Déclaration de Tyler sur la noirceur de notre société de consommation.
 «(…) On est des consommateurs, des sous-produits d’un mode de vie devenue une obsession, meurtres, banditisme, pauvreté, ces choses là ne m’concerne pas, ce qui me concerne moi, ce sont les revues qui parlent des stars, la télévision à 500 chaînes différentes, les slips avec un grand nom dessus, le viagra, les repas minceur….»

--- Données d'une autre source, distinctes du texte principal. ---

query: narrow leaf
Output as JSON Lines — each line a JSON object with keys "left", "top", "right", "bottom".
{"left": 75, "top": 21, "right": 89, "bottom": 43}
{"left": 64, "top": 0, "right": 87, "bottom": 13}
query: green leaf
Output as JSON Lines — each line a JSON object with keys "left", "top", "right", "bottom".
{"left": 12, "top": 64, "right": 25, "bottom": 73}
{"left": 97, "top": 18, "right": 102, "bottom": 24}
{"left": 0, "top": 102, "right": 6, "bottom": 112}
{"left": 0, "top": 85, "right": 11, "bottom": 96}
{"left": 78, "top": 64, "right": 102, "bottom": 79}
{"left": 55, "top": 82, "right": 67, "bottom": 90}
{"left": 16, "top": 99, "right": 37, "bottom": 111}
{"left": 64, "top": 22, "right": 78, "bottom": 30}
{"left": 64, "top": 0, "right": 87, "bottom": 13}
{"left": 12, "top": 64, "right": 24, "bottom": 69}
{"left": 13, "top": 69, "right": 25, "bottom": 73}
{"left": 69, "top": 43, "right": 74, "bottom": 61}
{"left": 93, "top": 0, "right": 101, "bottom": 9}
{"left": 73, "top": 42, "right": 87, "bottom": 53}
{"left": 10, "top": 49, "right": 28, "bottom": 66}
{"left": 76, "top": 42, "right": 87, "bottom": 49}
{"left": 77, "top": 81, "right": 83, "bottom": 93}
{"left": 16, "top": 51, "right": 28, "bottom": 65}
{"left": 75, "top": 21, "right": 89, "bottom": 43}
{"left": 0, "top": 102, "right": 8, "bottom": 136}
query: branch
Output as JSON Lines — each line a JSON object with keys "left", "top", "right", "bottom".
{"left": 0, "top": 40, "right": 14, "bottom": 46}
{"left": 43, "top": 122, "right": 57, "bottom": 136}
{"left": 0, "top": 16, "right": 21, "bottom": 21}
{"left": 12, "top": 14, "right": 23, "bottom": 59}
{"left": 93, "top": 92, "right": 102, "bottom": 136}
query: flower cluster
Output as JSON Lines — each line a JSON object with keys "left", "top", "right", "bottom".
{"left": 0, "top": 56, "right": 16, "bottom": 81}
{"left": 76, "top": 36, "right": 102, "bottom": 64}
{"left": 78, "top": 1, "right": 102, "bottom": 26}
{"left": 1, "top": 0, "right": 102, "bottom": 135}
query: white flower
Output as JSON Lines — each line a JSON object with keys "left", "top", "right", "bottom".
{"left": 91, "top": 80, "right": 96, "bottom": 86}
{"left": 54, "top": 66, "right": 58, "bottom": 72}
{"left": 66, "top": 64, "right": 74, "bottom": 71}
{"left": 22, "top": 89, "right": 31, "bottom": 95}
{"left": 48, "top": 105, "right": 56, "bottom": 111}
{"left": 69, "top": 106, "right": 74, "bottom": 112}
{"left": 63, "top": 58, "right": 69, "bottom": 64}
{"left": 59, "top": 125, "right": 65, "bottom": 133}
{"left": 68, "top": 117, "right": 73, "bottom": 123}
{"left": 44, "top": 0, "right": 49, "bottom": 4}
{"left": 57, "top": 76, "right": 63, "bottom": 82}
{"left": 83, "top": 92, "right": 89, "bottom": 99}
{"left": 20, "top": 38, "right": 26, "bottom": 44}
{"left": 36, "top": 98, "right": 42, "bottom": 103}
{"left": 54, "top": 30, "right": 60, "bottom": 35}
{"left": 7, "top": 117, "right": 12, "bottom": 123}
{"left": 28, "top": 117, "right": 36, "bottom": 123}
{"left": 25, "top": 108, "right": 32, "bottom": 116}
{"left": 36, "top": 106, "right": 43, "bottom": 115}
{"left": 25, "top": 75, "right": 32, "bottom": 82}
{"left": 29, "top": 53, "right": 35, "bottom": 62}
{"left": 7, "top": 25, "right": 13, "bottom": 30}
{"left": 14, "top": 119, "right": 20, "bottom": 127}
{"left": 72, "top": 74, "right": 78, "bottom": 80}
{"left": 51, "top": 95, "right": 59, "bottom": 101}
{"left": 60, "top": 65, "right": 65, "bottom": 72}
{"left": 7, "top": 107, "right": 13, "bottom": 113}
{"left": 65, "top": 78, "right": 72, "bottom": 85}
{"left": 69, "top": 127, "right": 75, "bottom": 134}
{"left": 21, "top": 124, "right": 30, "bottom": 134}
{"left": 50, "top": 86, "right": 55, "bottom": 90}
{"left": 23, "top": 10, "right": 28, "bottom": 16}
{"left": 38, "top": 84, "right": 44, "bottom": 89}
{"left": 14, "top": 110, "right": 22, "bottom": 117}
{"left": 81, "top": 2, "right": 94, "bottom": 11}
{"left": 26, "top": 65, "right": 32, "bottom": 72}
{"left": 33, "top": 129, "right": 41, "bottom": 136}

Monologue d’Edward Norton sur la surconsommation.
 

 La consommation et l’acquisition constante vont très bien avec la pensée qu’une personne vivra toujours, et, dans son film, Cronenberg fait usage de ces deux mythes qui sont au centre de la vie américaine. En quittant son nid familial particulièrement malsain, Tom s’embarque dans une petite vie des plus ordinaires où par l’acquisition notamment d’une maison, d’une famille et d’une femme. Il a l’impression qu’il pourra continuer de vivre éternellement, en totale opposition avec son autre personnalité, Joey, qui vivait dans le présent. Il se réconforte dans cette consommation de masse, dans la conformité qu’elle apporte puisque cela fait de lui un Américain moyen et non plus un tueur mafioso. Lorsqu’on viendra le lui arracher par contre, il ne pourra faire autrement que réagir et user de violence pour protéger ce besoin d’acquérir toujours plus. Plus de bonheur avec les siens, plus de tranquillité. Pour lui, c’est rassurant de se retrouver avec des objets typiques des familles normales, cela le garde calme en quelque sorte. C’est pour cette raison que quand son frère envoie les deux tueurs pour s’attaquer aux siens, il redeviendra Joey qui n’a jamais connu le bonheur d’être normal.  C’est un pamphlet virulent contre la société de consommation et l’état d’esprit de l’Homme : où la violence s’introduit peu à peu dans une vie, la meurtrit et finalement réduit l’homme aux pires actes. De ce point de vue, tout est dans le titre : la violence est le personnage principal. Pour mieux dénoncer et soutenir son propos, le réalisateur enchaîne les gros plans sur les morceaux de chair et les flaques de sang, les scènes de sexe féroces et torrides, les clichés des bagarres entre ados, etc. Par contre, en le comparant à Fight Club, on se rend bien compte que ce n’est pas le message principal. Alors que le premier est principalement une critique de société, le deuxième se sert de ce facteur pour faire apparaître un monstre caché.